Numerous items were missing from the home, including Vogt’s credit cards, the base of a broken lamp and the victim’s purse. The suspect also took Vogt’s diamond ring, which, according to charging documents obtained by the Erie Times-News, was something “she never took off.”

There were, however, no signs of forced entry.

In follow-up interviews with neighbors, a witness who lived in the adjacent townhouse said they heard “muffled sounds similar to screaming” at around 11:30 p.m. the night before Vogt was found dead, and described sounds like someone walking up and down the stairs and moving furniture.

Investigators eventually found Vogt’s Buick at a Dayton, Ohio, parking garage near a Greyhound Bus terminal on Aug. 21, 1988 — nearly a month after her murder.

Her grandson, Jeremy Brock, has long been a suspect in the case. In the fall of 1990, detectives even obtained a warrant and went to Austin, Texas to collect DNA from Brock, which would eventually link him to the crime scene.

A police handout of Jeremy Brock

In 2022, an examination by the Pennsylvania State Police Crime Lab helped them create a partial DNA profile from the bloody washcloth found at Vogt’s home, which included blood from both the victim and the suspect.

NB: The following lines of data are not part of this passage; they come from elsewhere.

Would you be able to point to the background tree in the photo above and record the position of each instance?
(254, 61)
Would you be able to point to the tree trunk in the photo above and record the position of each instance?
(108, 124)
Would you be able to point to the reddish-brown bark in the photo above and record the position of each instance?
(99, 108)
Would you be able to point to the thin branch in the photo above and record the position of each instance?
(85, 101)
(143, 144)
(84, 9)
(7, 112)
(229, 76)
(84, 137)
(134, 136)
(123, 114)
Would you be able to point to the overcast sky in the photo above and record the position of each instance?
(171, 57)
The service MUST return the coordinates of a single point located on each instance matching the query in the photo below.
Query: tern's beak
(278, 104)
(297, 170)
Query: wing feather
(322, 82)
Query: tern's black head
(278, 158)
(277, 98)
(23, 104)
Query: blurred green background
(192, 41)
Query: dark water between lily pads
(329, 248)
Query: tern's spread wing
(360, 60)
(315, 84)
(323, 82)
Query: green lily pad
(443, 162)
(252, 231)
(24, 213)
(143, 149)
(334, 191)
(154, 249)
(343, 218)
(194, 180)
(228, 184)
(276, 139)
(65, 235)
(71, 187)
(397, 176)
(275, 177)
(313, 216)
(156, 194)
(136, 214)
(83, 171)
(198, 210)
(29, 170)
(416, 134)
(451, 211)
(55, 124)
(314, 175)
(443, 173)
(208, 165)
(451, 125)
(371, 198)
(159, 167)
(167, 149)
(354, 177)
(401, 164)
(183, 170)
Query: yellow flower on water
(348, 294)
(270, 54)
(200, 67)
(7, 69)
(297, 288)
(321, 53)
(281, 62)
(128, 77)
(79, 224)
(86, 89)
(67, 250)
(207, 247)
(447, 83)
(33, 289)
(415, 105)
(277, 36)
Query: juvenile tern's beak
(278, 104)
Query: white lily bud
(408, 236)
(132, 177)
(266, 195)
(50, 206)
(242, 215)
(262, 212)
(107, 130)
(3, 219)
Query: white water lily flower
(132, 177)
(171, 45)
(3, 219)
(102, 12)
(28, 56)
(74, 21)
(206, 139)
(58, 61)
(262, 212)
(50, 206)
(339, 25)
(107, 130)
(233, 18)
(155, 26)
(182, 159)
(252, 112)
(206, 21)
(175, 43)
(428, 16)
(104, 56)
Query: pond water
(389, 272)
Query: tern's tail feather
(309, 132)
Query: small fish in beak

Investigators also tested blood found on both sides of Vogt’s kitchen sink.

“The evaluation concluded that neither Jeremy Brock nor any of his paternally-related relatives could be excluded as a contributor of this DNA,” Spizarny continued. “Therefore, the arrest warrant was obtained charging Jeremy Brock with this homicide.”

According to District Attorney Hirz, Vogt had lived in the Erie townhouse with her husband for three years before her murder. Her husband had passed away at the couple’s Florida winter home just five months before she was killed.

Vogt’s murder may have been prompted by a change in Vogt’s will and testament, according to the Erie Times-News. On July 20, 1988 — just three days before Vogt’s body was discovered — Vogt reportedly left half of her $377,982 estate (which would be $1 million in today's money) to her daughter, with the other half to be evenly distributed between Brock and his sister. 

The monies meant for the grandchildren, however, were to be kept in a trust until the then-21-year-old Brock and his sister turned 30.

Brock was arrested by officials from the Erie Police Department and the Pennsylvania State Police at his Austin place of employment at around 9:30 a.m. on Monday. The Austin Police Department and the U.S. Marshals Service also assisted with Brock’s apprehension.

According to Pennsylvania Crime Stoppers, Brock was charged with first- and second-degree murder, aggravated assault, robbery, burglary, theft, and tampering with evidence. Jail records reviewed by Oxygen.com show Brock is being held at the Travis County jail, where he awaits extradition to Pennsylvania to face prosecution.